Yes, I think a fair bit of it is power supply.
At some point I may have to get a microscope. So far I have stayed with larger components, but there will be that day...
Yes unfortunately most things now seem to be surface mount, and getting increasingly smaller!
Its weird seeing 220 volts on a circuit board , but then again I’m in the USA , lol
Yes, pretty much all stuff over here and Europe runs that, apart from building site tools which then use a 110V centre tapped transformer so the maximum shock you get from a live wire is 55V.
Nice fix, better to throw out a diode than a whole PCB.
Cheers 👍Yes and a lot less expensive (although I think Steve said he had already bought a replacement).
a lot of bad looking solder joints
Yes, although the lighting on the microscope casts shadows that make them look worse than they actually are at times.
Dirty screen on your component tester bothers me immensely.
Yes, I should have sorted that (I think some of it may be scratches too)

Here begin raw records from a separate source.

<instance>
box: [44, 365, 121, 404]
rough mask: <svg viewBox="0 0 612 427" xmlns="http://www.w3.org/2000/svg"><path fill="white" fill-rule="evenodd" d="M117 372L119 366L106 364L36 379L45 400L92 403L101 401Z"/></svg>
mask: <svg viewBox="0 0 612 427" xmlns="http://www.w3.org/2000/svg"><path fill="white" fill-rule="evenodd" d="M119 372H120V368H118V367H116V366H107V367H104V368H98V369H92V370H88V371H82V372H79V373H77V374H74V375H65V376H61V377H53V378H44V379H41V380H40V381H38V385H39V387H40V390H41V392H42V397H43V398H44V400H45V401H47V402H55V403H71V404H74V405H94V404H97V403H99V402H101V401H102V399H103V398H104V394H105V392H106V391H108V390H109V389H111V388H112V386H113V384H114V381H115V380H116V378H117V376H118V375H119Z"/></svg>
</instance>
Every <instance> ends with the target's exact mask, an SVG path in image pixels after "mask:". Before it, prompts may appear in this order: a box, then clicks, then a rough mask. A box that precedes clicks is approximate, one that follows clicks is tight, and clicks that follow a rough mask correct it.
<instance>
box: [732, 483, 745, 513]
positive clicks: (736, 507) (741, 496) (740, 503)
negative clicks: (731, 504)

as needs glasses now thats my knew saying lol
😂😂Yes my eyesight has really gone down hill the last couple of years. I never had to wear glasses, and now I can't see anything closer than arms length clearly without them.
Faulty. Gliderol. Garage. Door. Opener. Controller can. l. Fix. It
Has Boeing called you yet to ask you how to fix Starliner?
I've got a call scheduled with them next week 😂😂😂😂
You need to get a better camera.
Was there an issue with the video quality?